LA CORTE SUPREMA DI CASSAZIONE

SEZIONE TRIBUTARIA

Composta dagli Ill.mi Sigg.ri Magistrati:

Dott. D’ALESSANDRO Paolo – rel. Presidente –

Dott. DI IASI Camilla – Consigliere –

Dott. IACOBELLIS Marcello – Consigliere –

Dott. DI BLASI Antonino – Consigliere –

Dott. SCARANO Luigi Alessandro – Consigliere –

ha pronunciato la seguente:

ordinanza

sul ricorso proposto da:

Curatela Fallimento Arlecchino S.p.A., in persona del curatore,

elettivamente domiciliata in Roma, Via Novenio Bucchi 7, presso

l’avv. Valerio Cannizzaro, rappresentata e difesa dall’avv. LA VIOLA

Armando giusta delega in atti;

– ricorrente –

contro

Ministero dell’Economia e delle Finanze, in persona del Ministro pro

tempore, ed Agenzia delle Entrate, in persona del Direttore,

domiciliati in Roma, Via dei Portoghesi 12, presso l’Avvocatura

generale dello Stato, che li rappresenta e difende per legge;

– controricorrente –

avverso la sentenza della Commissione tributaria regionale del Lazio

n. 539/40/07 del 22/10/07.

 

Fatto

FATTO E DIRITTO

Considerato che il Consigliere relatore, nominato ai sensi dell’art. 377 c.p.c., ha depositato la relazione scritta prevista dall’art. 380 bis c.p.c., nei termini che di seguito si trascrivono:

“La Curatela della società in epigrafe propone ricorso per cassazione contro la sentenza della Commissione tributaria regionale del Lazio che, in riforma della pronuncia di primo grado, ha rigettato il ricorso della società contro un avviso di irrogazione sanzioni IVA. Resistono con controricorso il Ministero e l’Agenzia delle Entrate.

Il ricorso contiene tre motivi.
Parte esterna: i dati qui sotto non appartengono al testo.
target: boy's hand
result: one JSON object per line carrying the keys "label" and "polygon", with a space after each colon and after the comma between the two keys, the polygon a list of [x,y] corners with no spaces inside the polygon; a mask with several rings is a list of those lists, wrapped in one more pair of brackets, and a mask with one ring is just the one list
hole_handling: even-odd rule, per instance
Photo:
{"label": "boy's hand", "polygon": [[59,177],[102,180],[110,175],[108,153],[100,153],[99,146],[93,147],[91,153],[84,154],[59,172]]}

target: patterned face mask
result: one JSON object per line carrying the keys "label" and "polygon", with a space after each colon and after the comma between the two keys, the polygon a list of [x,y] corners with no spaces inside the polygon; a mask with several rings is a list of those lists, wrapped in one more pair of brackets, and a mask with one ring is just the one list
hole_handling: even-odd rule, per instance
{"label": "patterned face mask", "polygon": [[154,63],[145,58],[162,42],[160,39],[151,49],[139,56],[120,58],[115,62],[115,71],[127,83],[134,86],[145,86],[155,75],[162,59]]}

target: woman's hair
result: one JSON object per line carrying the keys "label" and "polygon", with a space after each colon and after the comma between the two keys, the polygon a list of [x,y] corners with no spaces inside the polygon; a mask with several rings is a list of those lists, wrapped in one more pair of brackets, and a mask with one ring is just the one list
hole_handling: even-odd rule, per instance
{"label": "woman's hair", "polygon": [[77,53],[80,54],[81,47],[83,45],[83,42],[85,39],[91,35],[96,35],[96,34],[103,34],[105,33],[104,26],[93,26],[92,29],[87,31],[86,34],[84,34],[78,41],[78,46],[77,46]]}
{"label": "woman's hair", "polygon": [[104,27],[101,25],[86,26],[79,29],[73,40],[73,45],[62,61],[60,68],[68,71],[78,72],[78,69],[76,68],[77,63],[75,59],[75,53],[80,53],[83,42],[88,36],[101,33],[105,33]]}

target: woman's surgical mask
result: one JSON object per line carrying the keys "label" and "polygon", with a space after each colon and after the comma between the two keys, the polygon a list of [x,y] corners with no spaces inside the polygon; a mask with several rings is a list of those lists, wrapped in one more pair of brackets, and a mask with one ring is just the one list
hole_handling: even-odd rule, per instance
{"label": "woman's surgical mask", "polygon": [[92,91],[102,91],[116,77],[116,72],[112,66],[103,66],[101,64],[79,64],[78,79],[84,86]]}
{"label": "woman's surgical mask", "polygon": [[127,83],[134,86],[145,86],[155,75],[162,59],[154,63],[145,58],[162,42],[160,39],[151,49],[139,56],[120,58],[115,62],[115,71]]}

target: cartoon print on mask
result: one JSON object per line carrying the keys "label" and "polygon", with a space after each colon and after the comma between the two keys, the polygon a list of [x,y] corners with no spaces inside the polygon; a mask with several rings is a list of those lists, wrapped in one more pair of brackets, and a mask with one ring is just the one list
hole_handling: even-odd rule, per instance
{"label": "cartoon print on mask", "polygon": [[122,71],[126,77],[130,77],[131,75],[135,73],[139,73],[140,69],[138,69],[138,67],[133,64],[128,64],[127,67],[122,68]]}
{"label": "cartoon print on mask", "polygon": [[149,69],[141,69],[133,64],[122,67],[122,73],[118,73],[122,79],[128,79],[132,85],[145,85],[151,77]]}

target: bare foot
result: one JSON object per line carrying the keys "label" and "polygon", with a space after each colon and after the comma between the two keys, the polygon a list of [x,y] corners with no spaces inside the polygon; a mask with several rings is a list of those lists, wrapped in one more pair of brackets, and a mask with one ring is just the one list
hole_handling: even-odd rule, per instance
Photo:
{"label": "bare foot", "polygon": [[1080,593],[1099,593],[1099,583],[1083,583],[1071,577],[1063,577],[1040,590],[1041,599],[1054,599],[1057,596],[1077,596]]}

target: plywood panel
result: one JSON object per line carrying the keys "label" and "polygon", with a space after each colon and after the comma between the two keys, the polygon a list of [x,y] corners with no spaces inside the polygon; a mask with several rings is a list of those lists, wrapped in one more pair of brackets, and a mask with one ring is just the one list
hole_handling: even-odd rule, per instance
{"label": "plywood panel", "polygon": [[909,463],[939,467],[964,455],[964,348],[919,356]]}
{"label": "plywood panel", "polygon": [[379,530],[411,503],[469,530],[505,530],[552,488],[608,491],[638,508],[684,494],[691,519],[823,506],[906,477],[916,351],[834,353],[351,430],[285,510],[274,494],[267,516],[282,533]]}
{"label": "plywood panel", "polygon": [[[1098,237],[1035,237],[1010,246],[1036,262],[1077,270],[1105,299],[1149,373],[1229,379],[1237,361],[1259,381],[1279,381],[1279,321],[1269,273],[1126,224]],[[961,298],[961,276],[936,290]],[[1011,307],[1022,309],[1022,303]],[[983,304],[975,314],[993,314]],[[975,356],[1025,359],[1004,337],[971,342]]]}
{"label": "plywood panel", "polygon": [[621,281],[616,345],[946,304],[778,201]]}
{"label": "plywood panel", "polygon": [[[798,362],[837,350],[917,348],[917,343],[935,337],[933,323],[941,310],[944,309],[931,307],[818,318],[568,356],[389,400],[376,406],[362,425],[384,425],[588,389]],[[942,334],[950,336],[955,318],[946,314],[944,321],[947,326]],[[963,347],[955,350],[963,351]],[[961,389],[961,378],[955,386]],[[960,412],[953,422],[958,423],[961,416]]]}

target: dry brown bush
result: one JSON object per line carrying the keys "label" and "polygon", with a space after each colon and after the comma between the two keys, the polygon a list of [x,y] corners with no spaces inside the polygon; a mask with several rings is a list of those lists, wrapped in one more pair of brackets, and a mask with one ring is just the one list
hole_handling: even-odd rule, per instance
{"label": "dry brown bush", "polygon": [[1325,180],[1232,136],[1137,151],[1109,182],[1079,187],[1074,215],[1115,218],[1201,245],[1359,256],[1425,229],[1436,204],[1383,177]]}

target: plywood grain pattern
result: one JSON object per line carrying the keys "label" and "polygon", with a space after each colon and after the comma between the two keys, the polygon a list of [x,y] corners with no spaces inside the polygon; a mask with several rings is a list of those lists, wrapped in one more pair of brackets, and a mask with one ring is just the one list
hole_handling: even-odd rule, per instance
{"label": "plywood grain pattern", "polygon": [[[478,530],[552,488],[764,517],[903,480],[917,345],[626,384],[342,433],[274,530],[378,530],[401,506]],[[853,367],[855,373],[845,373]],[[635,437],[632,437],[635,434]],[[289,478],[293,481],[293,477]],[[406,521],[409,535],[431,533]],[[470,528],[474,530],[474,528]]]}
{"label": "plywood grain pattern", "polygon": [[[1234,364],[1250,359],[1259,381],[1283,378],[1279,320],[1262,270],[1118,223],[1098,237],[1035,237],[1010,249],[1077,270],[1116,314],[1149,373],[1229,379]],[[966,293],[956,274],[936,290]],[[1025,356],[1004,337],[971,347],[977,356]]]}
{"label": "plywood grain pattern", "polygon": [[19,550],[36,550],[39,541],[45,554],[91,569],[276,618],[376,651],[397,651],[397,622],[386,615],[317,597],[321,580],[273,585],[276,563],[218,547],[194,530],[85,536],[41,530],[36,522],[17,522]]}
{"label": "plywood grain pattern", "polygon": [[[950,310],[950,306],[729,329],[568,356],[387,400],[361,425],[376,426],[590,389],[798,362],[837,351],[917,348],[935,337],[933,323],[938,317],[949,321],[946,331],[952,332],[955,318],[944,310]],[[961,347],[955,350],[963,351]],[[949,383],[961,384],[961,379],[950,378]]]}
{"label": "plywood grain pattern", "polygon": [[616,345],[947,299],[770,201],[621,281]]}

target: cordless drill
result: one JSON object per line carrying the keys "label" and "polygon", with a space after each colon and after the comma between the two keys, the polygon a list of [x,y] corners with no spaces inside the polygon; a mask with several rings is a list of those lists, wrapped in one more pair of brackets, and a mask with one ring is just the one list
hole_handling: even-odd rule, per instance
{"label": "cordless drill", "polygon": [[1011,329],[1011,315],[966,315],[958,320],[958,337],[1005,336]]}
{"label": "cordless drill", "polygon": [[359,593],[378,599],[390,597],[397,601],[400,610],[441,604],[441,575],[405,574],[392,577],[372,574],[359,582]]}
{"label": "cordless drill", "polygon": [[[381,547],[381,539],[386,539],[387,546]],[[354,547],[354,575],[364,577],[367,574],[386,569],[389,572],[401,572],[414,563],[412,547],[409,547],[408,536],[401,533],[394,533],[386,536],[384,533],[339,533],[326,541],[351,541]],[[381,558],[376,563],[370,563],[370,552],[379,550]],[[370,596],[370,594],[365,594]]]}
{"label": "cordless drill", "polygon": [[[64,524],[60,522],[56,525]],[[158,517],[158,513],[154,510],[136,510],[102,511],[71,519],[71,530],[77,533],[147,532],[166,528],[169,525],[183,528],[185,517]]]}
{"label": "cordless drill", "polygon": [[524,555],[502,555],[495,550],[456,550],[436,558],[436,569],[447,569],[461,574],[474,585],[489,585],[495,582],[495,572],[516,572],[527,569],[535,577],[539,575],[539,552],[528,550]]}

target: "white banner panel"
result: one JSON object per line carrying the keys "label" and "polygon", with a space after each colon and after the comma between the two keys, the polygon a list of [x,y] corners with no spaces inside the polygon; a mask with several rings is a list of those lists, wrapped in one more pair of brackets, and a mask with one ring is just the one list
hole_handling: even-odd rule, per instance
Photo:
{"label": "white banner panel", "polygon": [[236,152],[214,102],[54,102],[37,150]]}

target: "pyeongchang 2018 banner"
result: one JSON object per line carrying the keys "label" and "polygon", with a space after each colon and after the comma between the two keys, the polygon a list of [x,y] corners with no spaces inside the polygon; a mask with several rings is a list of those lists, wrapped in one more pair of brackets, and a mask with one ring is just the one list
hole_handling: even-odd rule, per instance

Può essere trattato in Camera di consiglio (art. 375 c.p.c., n. 5), alla stregua delle considerazioni che seguono:

Va preliminarmente dichiarata l’inammissibilità del ricorso proposto nei confronti del Ministero, che risulta estraneo al giudizio di secondo grado, introdotto – per quanto risulta dalla sentenza – dalla sola Agenzia delle Entrate successivamente al 1 gennaio 2001.

I tre motivi di ricorso proposti nei confronti dell’Agenzia delle Entrate sono inammissibili, quanto ai vizi di violazione di legge, per difetto dei quesiti di diritto previsti dall’art. 366 bis cod. proc. civ..

La censura di difetto di motivazione si fonda sull’assunto, del tutto indimostrato, che la sanzione impugnata fosse stata irrogata per omessa trascrizione su supporto cartaceo dei dati contabili regolarmente registrati e non – come risulta dalla sentenza – per omessa registrazione delle fatture emesse e ricevute.

Ne va perciò dichiarata la manifesta infondatezza”;

che le parti non hanno presentato memorie; che il collegio condivide la proposta del relatore; che pertanto il ricorso va dichiarato inammissibile nei confronti del Ministero e rigettato nei confronti dell’Agenzia, con la condanna della ricorrente al pagamento delle spese, liquidate in complessivi Euro 1.700,00 di cui Euro 1.500,00 per onorari, oltre spese generali ed accessori di legge.

PQM

la Corte dichiara inammissibile il ricorso proposto nei confronti del Ministero dell’economia e delle finanze, rigetta il ricorso proposto nei confronti dell’Agenzia delle Entrate e condanna la ricorrente al pagamento delle spese, liquidate in complessivi Euro 1.700,00 di cui Euro 1.500,00 per onorari, oltre spese generali ed accessori di legge.

Così deciso in Roma, nella Camera di consiglio della Sezione Tributaria, il 17 marzo 2010.